Écrasant vainqueur en 2018 devant Warren Barguil (170 points à 91) avec deux étapes à la clé, Julian Alaphilippe (Deceunink-Quick Step) avait parfaitement géré sa récolte de points. Pas classé parmi les purs grimpeurs, il avait su flairer les bons coups pour sortir sans ses adversaires et ramasser, comme lors de ses victoires au Grand-Bornand et à Bagnères-de-Luchon. 

Il ne l'a pas affirmé clairement, mais une fois l'ivresse de la victoire et du maillot jaune passées, le n°1 mondial UCI va sans doute se tourner vers le seul objectif qu'il peut aisément viser : un deuxième classement par points, pour égaler un certain Laurent Jalabert, vainqueur en 2001 et 2002.

• Vincenzo Nibali, le Squale toujours d'attaque ?

Lui non plus n'a pas affirmé clairement son ambition pour ce Tour de France. Sorti du Giro à une excellente deuxième position derrière Richard Carapaz (Movistar), Vincenzo Nibali (Bahrain-Merida) vient sans ambition pour le classement général sur ce Tour de France.

Le Squale le sait, il est presque impossible de bien figurer sur le podium du Giro puis du Tour. Alors pourquoi ne pas viser le maillot à pois ? Le Sicilien a deux avantages de poids s'il décide d'en faire sa quête : dans les hautes cimes, il est une voire deux jambes au-dessus de ses adversaires potentiels. Et tactiquement, peu sont capables d'analyser aussi bien que lui une étape ou un fait de course.

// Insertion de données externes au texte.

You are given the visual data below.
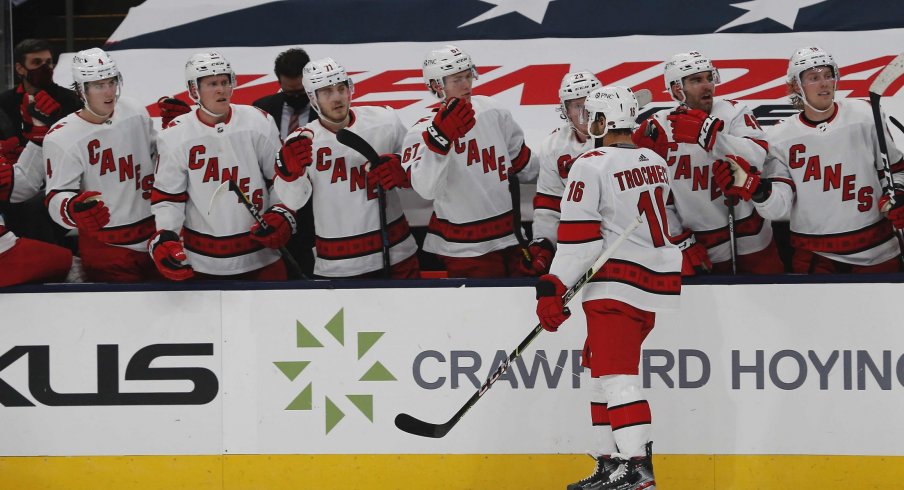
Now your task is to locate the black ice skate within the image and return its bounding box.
[590,442,656,490]
[566,454,619,490]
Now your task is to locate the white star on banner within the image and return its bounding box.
[458,0,555,28]
[716,0,826,32]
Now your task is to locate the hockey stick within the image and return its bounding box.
[336,128,392,278]
[869,53,904,260]
[207,179,305,279]
[395,216,643,438]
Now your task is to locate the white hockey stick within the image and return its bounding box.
[869,53,904,260]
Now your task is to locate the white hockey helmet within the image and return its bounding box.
[424,44,477,99]
[665,51,721,103]
[584,86,640,138]
[301,58,355,114]
[72,48,122,100]
[185,51,236,104]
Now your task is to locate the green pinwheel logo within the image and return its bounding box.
[273,308,396,434]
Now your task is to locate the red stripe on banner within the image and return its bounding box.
[427,211,515,243]
[314,216,411,260]
[558,221,603,243]
[590,402,609,426]
[791,219,894,254]
[92,216,157,245]
[512,143,530,173]
[151,187,188,204]
[694,212,765,248]
[590,259,681,295]
[534,192,562,213]
[609,400,653,430]
[182,228,264,258]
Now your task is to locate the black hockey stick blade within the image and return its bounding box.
[336,128,380,165]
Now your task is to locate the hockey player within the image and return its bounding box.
[43,48,160,282]
[527,71,600,276]
[402,45,537,277]
[276,58,420,279]
[537,87,682,490]
[0,142,73,287]
[634,51,784,275]
[716,46,904,273]
[148,52,295,281]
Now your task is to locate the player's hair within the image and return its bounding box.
[13,39,53,65]
[273,48,311,78]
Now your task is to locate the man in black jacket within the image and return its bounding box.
[253,48,317,276]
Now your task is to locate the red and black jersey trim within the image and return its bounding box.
[91,216,157,245]
[314,215,411,260]
[590,259,681,296]
[510,143,530,174]
[151,187,188,204]
[694,212,766,248]
[534,192,562,213]
[608,400,653,430]
[558,220,603,244]
[791,219,894,255]
[427,211,515,243]
[182,228,264,259]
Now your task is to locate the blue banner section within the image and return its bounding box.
[108,0,904,49]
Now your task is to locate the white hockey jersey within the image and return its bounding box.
[402,95,537,257]
[274,106,417,277]
[533,123,593,243]
[550,146,682,311]
[152,105,280,276]
[756,100,904,265]
[652,100,772,262]
[43,97,157,251]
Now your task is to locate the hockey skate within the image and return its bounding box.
[566,454,619,490]
[589,442,656,490]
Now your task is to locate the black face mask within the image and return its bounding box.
[283,92,308,111]
[25,63,53,89]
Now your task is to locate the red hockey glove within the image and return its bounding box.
[66,191,110,231]
[276,128,314,182]
[676,232,713,276]
[523,238,556,276]
[536,274,571,332]
[631,118,669,158]
[35,90,60,117]
[251,205,296,248]
[157,96,191,129]
[879,192,904,230]
[367,153,411,191]
[148,230,195,281]
[424,97,477,155]
[0,164,13,202]
[668,106,724,152]
[20,126,50,145]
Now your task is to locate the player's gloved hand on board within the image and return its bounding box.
[523,238,556,276]
[631,118,669,158]
[879,189,904,230]
[251,204,297,248]
[35,90,62,117]
[424,97,477,155]
[0,162,13,203]
[536,274,571,332]
[367,153,411,191]
[713,155,769,202]
[148,230,195,281]
[668,106,724,152]
[66,191,110,231]
[276,128,314,182]
[157,95,191,129]
[674,231,713,277]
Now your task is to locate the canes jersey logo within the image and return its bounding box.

Seul écueil, et il est de taille : à 34 ans, Nibali n'a plus les mêmes qualités de récupération. Pourra-t-il partir en échappée et jouer les points en troisième semaine, où les cols vont s’enchaîner jour après jour ?

Vincenzo Nibali au grand départ du Tour à Bruxelles.
Vincenzo Nibali au grand départ du Tour à Bruxelles. © Marco Bertorello / AFP

• Warren Barguil, la renaissance

Lui l'a déjà gagné. C'était en 2017, et comme Julian Alaphilippe, il l'avait saupoudré deux étapes. Depuis, son transfert chez Arkéa-Samsic a fait disparaître Warren Barguil des radars. Avant son titre de champion de France inattendu, à la Haye-Fouassière.

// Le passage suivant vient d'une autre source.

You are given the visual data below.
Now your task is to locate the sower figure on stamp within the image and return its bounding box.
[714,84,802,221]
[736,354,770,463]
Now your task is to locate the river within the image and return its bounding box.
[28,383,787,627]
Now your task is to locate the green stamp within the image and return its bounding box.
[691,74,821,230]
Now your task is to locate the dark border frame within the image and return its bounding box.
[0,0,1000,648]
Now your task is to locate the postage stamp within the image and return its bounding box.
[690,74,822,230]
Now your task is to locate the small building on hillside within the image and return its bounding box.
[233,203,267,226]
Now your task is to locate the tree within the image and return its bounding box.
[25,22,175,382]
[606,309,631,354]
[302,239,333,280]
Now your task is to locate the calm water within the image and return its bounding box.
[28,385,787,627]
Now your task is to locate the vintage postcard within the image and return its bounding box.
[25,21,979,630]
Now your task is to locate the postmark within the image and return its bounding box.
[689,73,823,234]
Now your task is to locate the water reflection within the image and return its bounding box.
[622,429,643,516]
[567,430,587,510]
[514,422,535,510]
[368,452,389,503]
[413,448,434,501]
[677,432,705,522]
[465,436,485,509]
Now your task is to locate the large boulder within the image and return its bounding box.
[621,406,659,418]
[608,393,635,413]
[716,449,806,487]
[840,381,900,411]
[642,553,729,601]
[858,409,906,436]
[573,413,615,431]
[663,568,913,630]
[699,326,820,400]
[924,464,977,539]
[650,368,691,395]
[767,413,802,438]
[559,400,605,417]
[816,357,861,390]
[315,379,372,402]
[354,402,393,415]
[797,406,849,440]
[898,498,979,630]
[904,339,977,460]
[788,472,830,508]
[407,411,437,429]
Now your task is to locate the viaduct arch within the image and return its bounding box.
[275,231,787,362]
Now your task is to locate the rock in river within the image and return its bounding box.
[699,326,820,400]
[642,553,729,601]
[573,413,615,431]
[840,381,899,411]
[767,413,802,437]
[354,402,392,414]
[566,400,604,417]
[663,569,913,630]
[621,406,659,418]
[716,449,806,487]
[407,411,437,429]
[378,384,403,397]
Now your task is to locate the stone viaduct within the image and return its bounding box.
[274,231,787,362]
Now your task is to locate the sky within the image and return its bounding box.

Une libération pour le Morbihannais, et surtout un immense soulagement après deux années de galère où il a failli tout lâcher. Le maillot à pois, Barguil n'y pense pas réellement, lui qui veut en priorité gagner une étape. 

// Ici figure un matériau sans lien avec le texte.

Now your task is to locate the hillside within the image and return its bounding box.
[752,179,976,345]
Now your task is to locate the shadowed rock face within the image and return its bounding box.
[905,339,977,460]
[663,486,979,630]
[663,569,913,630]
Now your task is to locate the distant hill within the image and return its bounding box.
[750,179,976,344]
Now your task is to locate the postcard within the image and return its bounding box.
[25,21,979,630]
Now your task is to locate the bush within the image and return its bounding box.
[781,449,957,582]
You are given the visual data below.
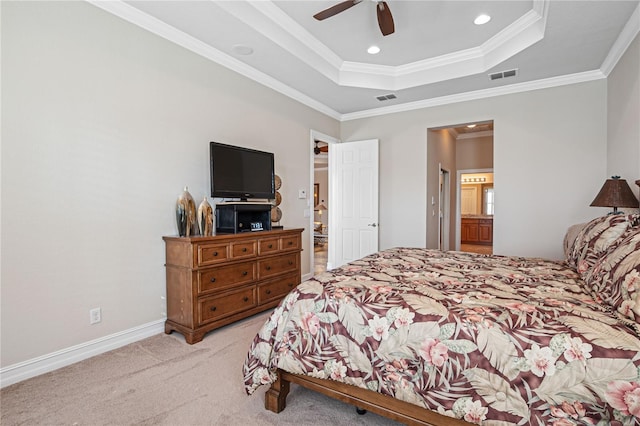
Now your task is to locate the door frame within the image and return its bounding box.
[438,163,452,251]
[456,168,495,251]
[305,130,341,277]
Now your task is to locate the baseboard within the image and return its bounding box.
[0,319,164,388]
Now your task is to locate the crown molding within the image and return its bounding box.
[238,0,549,90]
[600,3,640,76]
[340,70,606,121]
[85,0,340,120]
[85,0,620,122]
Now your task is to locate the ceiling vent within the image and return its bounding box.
[376,93,397,102]
[489,68,518,80]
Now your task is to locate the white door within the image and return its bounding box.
[327,139,379,269]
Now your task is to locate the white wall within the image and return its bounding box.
[608,36,640,197]
[341,80,607,258]
[1,2,339,367]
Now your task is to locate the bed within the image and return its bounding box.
[243,214,640,426]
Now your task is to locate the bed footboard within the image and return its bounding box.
[264,369,471,426]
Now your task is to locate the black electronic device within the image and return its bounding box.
[216,202,271,234]
[209,142,276,201]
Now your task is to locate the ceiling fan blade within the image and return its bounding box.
[313,0,362,21]
[376,1,395,36]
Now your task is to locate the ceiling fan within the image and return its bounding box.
[313,0,395,36]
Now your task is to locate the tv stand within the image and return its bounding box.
[216,201,272,234]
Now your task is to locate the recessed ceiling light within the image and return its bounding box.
[232,44,253,56]
[473,13,491,25]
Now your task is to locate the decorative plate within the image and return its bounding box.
[271,207,282,222]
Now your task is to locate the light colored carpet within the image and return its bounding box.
[0,313,397,426]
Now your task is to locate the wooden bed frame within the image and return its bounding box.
[264,369,471,426]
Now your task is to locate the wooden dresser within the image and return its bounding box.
[163,229,303,344]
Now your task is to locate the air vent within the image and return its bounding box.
[376,93,397,102]
[489,68,518,80]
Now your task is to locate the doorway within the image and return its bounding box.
[438,164,451,251]
[312,139,329,275]
[425,120,495,252]
[308,130,340,275]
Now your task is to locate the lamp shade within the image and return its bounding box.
[591,176,638,212]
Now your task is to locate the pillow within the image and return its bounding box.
[584,226,640,323]
[562,223,587,259]
[567,214,638,274]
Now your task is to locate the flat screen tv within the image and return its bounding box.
[210,142,276,201]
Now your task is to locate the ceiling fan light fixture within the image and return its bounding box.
[473,13,491,25]
[367,45,380,55]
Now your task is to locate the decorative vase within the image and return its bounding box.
[176,186,198,237]
[198,196,213,236]
[271,175,282,229]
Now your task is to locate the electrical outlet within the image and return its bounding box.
[89,308,102,324]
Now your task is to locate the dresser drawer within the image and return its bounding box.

Mais avec une forme ascendante, déjà aperçue sur la dernière étape du Critérium du Dauphiné, et un maillot tricolore qui transcende, Barguil peut-être l'homme de la troisième semaine, comme en 2017 (deux top 5 et une victoire en dernière semaine). Et donc du maillot à pois.

• Egan Bernal, à pois malgré lui

Egan Bernal (Team Ineos) ne fera sans doute pas du maillot à pois une affaire personnelle. Son objectif est ailleurs : soutenir Geraint Thomas en montagne, avant de peut-être montrer qu'il est le favori n°1  de ce Tour de France. 

S'il écarte tous ses concurrents en haut des cols, Bernal pourrait reproduire un schéma qui s'est produit en 2008 avec Carlos Sastre et plus récemment en 2015 avec Christopher Froome : un doublé maillot jaune-maillot à pois à Paris.

Mais entre les deux, le choix sera rapidement fait pour le Colombien, déjà 15e pour son premier Tour en 2018, et qui devrait déjà ramener aisément un maillot distinctif sur les Champs-Elysées avec celui de meilleur jeune.

Egan Bernal (à g.) en discussion avec son coéquipier Geraint Thomas.
Egan Bernal (à g.) en discussion avec son coéquipier Geraint Thomas. © Anne-Christine POUJOULAT / AFP

• Jesus Herrada, la surprise Cofidis ?

Sur la Vuelta, David Moncoutié en avait fait une chasse gardée pour Cofidis avec quatre maillots de meilleur grimpeur (2008-2011). Mais sur le Tour, il faut remonter à 1998 et Christophe Rinero pour voir le dernier coureur de la formation nordiste avec le maillot à pois.

Sans vrai leader pour le classement général et le seul Christophe Laporte pour les emballages massifs, Cofidis aurait un coup à jouer pour le maillot à pois avec Jesus Herrada (Cofidis). L'Espagnol marche très fort : 3e du Tour d'Oman en février, il a remporté en juin le Tour du Luxembourg (avec deux étapes) avant de déposer Romain Bardet sur les dernières pentes du Ventoux le 17 juin. 

Bon baroudeur et grimpeur plus que correct, l'ancien de la Movistar visera sans doute une étape avant le classement de la montagne. Mais il a le profil idoine pour viser ce type de maillot.

Mentions honorables :  Alessandro de Marchi (CCC Team), Mikel Landa (Movistar), Fabio Aru (UEA Emirates), Giulio Ciccone (Trek-Segafredo).